Optimism for the North Korean crisis?
The coming of 2018 has brought a positive surprise on the North Korean crisis. The North and the South are sending positive messages to each other. They include the reopening of the Panmunjom hotline. During the recent contact lasting approximately twenty minutes, the two sides made the technical check of the cross-border hotline, which had not operated for almost two years. More importantly, some hopes for discussions have been raised. The content of the New Year’s Day speech of North Korean leader Kim Jong-un and the general determination of South Korean President Moon Jae-in to invest in dialogue are paving the way. Some talks will be held on January 9th indeed.
Soldiers attend a military parade in central Pyongyang, April 15, 2017.[Photo: Xinhua]
China cannot but welcome recent developments. As a matter of principle it believes that the efforts to improve inter-Korean relations through dialogue and promote reconciliation and cooperation by North Korea and South Korea serve the interests of the two sides and are conducive to deescalating tensions on the Peninsula. Only a few day ago, Chinese President Xi Jinping met with his South Korean counterpart in Beijing and agreed that chaos should not be allowed on the Peninsula. China’s interest in the re-activation of the six-party talks is straightforward. That is why special representative of the Chinese Government on the Korean Peninsula Affairs Kong Xuanyou travelled to Seoul to exchange views with South Korean representative Lee Do-hoon.
The apparently good atmosphere and the new calmness are contradicting the problematic political climate of the last weeks of 2017. Then Pyongyang had proceeded to a new test of an inter-continental ballistic missile causing the verbal reaction by US President Donald Trump. ‘We will take care of it’, he had said. On the whole, what Trump practically means, remains a mystery. It is not clear whether the military option is on his table or he only uses it as a theoretical threat to exercise pressure. In any case, the American President is currently hailing potential Korea talks and is crediting his firm stance.
What is highly significant is how close North Korea might be to acquiring nuclear weapons and producing nuclear warheads. According to South Korean Foreign Minister, Kang Kyung-wha, there is ‘no concrete evidence’ that Pyongyang has mastered the technology to deliver a nuclear warhead on an intercontinental ballistic missile. As she explained in her recent interview with CNN, the final stage has not yet been completed despite progress achieved.
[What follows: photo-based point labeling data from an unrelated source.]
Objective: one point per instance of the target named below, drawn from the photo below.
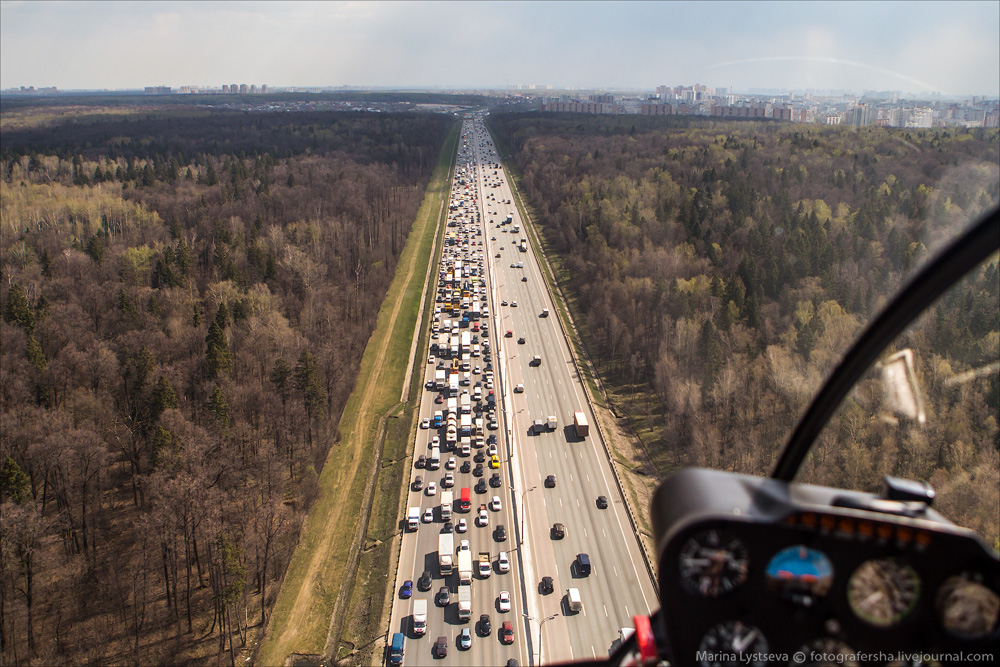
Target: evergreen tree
(217, 354)
(308, 382)
(222, 316)
(218, 406)
(18, 310)
(164, 398)
(35, 355)
(211, 178)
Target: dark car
(507, 633)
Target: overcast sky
(950, 47)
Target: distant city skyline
(926, 48)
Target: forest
(185, 300)
(720, 270)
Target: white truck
(485, 564)
(447, 499)
(419, 617)
(446, 553)
(465, 567)
(464, 603)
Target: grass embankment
(320, 580)
(613, 399)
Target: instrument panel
(757, 571)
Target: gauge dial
(799, 574)
(825, 652)
(882, 592)
(713, 563)
(733, 643)
(967, 608)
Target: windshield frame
(937, 276)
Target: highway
(619, 586)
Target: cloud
(918, 46)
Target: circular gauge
(713, 563)
(799, 574)
(733, 643)
(825, 652)
(967, 608)
(882, 592)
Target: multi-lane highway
(507, 281)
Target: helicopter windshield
(928, 410)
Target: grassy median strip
(312, 593)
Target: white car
(503, 563)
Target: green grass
(328, 550)
(372, 598)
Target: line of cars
(461, 359)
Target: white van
(573, 600)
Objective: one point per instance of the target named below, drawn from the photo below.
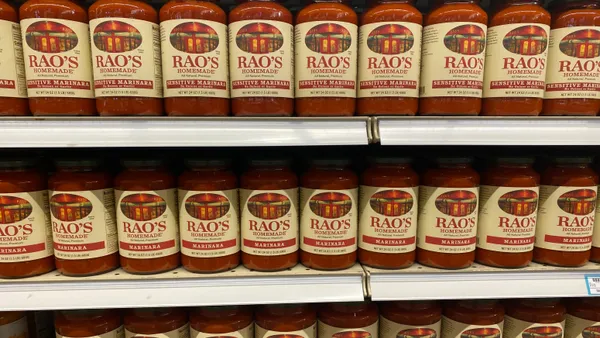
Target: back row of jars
(122, 72)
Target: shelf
(33, 132)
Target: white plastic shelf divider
(62, 132)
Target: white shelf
(118, 289)
(60, 132)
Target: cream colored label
(391, 329)
(269, 221)
(516, 60)
(515, 328)
(566, 218)
(328, 221)
(454, 329)
(57, 58)
(261, 58)
(453, 59)
(194, 58)
(574, 63)
(208, 223)
(326, 59)
(12, 70)
(388, 219)
(25, 232)
(83, 223)
(390, 59)
(447, 219)
(507, 218)
(147, 223)
(126, 57)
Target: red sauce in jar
(450, 192)
(509, 198)
(145, 195)
(388, 199)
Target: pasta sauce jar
(566, 217)
(517, 51)
(422, 319)
(508, 213)
(269, 216)
(194, 58)
(453, 58)
(473, 318)
(387, 228)
(26, 248)
(208, 216)
(389, 43)
(127, 72)
(82, 209)
(261, 59)
(448, 202)
(326, 59)
(328, 215)
(57, 84)
(146, 205)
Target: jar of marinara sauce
(410, 319)
(289, 320)
(326, 59)
(534, 318)
(508, 213)
(453, 58)
(329, 215)
(147, 217)
(349, 320)
(88, 323)
(82, 209)
(127, 72)
(383, 89)
(517, 41)
(565, 225)
(222, 321)
(186, 92)
(473, 318)
(165, 322)
(269, 216)
(387, 228)
(27, 248)
(448, 202)
(208, 216)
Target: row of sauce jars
(440, 58)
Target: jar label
(516, 60)
(391, 329)
(328, 221)
(194, 58)
(147, 223)
(388, 219)
(447, 219)
(269, 221)
(83, 223)
(25, 232)
(261, 58)
(208, 223)
(390, 59)
(12, 69)
(507, 218)
(326, 59)
(454, 329)
(57, 54)
(453, 59)
(126, 57)
(566, 218)
(573, 63)
(515, 328)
Nonetheless, the general ability of North Korea to launch missiles that can reach countries geographically located far away – including the US – is causing serious alarm. Before Trump’s afore-mentioned reaction US envoy to the UN, Nikki Haley, had distanced the Trump administration from proposed contacts between North and South Korea, saying it would not take any talks seriously if Pyongyang did not abandon its nuclear arsenal.
More importantly, US Secretary of Defense, James Mattis, has publicly said that North Korea had the ability to hit ‘everywhere in the world.’ For its part, the Pentagon has prepared a letter stating that ‘the only way locate and destroy – with complete certainty – all components of North Korea’s nuclear weapons programs is through a ground invasion’. Under these circumstances, the possibility of a war should not be excluded in the future if diplomatic means fail. However, such as decision cannot be easily made by Trump. The experience from similar responses to Afghanistan in 2001, Iraq in 2003 and even Libya in 2011 demonstrate the limits of real success.
From another perspective, American public opinion will not necessarily support a preemptive strike perplexing Trump’s domestic problems. Two-thirds of Americans oppose this option according to a recent Washington Post-ABC News poll. Other surveys present more balanced results but are indicative of the division in the society. More importantly, the US president is lacking great popularity in key Asian countries, namely Japan and South Korea. A November Pew research poll shows that only 24 percent of respondents in Japan and 17 percent of respondents in South Korea trusted him. The same survey indicates that people in South Korea have greater confidence in Chinese President Xi Jinping (38 percent) than in Trump.
From the Obama years until now China has advocated for the route of dialogue with North Korea and the beginning of 2018 it is practically vindicating its position. American experts who have participated or are aware of the content of informal discussions between officials from the two sides are aware that North Korea might not undermine the process if it did not feel threatened and if the regime change theory would be out of the American agenda. They said, dialogue should be definitely given a chance as it also happened between US and Iranian diplomats before the 2015 Joint Comprehensive Plan of Action (JCPOA).
Of course dialogue does not automatically mean that differences will be overcome. It can constitute the beginning of a promising diplomatic process though. The more North Korea cooperates – after receiving some initial security assurances – the more chances it will have to solve its economic problems. Hopefully, the country will realize that it is unable to militarily compete with the US and that it needs to act in line with decisions of the UN Security Council.
The international community is sincerely hoping for a breakthrough. And the 2018 PyeongChang Winter Olympic Games offer the right symbolic moment for intransigence to be replaced by prudence.
(Dr George N. Tzogopoulos is a senior research fellow and advisor for EU-China relations at the Centre international de formation européenne, Nice/Berlin.)